AI/ML for Drug Discovery and Precision Oncology

Translating variant interpretation into therapeutic opportunity

Background

A persistent challenge in precision oncology is that most cancer patients carry rare variants of unknown significance (VUS). These mutations are often overlooked in drug development because they lack frequency-based statistical power.
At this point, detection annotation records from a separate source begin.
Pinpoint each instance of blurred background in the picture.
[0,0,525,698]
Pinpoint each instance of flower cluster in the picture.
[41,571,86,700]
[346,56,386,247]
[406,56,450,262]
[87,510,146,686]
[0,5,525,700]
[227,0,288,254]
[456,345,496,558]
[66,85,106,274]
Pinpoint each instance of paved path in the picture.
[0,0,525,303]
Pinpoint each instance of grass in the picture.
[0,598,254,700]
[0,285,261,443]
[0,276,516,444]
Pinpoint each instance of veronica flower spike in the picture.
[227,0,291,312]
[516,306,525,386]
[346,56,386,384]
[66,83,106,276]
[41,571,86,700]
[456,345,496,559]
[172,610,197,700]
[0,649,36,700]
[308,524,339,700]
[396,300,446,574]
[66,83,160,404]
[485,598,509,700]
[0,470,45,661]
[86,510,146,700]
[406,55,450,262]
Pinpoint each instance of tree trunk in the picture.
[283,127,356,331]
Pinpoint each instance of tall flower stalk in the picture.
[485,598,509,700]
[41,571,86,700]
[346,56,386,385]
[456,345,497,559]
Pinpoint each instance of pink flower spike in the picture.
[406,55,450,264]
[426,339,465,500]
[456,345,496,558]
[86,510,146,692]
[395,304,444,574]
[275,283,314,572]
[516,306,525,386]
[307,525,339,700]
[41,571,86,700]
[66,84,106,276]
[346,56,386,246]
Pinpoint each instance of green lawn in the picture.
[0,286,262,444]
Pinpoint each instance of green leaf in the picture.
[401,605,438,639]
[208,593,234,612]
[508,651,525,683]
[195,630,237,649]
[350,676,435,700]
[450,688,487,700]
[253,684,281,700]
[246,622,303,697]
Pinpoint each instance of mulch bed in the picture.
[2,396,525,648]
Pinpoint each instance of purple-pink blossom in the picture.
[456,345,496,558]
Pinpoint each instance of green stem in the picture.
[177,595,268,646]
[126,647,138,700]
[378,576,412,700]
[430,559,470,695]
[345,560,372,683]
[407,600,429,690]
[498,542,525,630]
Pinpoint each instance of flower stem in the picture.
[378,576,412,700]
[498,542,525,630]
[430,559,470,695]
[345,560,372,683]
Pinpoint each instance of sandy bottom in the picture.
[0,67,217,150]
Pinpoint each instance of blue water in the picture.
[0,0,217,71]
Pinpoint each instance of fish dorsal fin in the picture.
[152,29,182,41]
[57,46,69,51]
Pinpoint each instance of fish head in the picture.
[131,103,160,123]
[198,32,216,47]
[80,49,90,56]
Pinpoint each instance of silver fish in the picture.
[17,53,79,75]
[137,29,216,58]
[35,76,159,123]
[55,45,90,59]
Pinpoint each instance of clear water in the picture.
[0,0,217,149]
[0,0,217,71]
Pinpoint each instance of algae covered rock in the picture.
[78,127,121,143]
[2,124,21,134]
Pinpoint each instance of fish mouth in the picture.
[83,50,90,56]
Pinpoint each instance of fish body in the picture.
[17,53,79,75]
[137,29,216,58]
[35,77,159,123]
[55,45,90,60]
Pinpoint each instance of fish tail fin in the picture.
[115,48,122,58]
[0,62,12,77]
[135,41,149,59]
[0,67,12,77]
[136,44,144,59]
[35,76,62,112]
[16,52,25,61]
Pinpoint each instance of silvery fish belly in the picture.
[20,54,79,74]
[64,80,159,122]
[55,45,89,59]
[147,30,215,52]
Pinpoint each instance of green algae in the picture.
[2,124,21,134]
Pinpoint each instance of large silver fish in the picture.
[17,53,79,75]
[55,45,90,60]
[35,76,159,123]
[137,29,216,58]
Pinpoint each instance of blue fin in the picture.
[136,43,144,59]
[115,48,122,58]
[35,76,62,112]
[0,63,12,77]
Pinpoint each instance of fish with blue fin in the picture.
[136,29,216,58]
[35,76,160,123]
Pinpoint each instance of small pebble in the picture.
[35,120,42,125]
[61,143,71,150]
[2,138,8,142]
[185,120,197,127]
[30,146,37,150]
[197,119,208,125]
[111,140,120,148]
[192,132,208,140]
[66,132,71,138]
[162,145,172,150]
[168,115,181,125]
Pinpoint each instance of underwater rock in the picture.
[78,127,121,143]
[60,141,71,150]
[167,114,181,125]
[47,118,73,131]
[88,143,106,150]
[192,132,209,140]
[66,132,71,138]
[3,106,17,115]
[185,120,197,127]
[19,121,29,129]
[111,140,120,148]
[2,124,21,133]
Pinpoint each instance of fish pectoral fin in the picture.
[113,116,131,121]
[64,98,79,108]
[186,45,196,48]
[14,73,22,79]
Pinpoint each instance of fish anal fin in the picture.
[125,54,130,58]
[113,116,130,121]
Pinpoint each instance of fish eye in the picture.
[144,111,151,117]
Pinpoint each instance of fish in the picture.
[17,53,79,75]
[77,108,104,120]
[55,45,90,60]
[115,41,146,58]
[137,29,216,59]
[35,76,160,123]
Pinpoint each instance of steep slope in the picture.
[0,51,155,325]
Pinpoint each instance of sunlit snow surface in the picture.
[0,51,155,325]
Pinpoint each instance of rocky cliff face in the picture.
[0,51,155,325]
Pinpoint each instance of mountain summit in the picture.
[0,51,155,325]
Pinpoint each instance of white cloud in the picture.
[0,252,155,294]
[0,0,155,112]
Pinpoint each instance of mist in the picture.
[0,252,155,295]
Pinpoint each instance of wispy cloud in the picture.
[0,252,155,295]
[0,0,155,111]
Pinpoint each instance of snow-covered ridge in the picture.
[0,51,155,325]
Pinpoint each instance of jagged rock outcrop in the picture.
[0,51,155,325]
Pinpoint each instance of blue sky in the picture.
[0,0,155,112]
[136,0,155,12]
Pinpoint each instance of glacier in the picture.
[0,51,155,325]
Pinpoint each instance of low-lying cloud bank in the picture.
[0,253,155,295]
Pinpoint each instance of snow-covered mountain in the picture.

At the same time, common oncogenic variants (e.g., in PIK3CA, TP53) have well-established drug associations that drive current therapeutic strategies.

AI/ML provides a framework to bridge this gap:

• Leverage clusters of common variants to define functional and drug-response signatures.

• Repurpose those signatures to annotate and prioritize rare variants that share structural or pathway-level similarity.

• Enable scalable variant-to-drug mapping, ensuring that even low-frequency mutations can be connected to therapeutic opportunities.

Phase 1: AI-Driven Variant Annotation (complete)

• Problem: Rare variants lack annotation, limiting clinical actionability.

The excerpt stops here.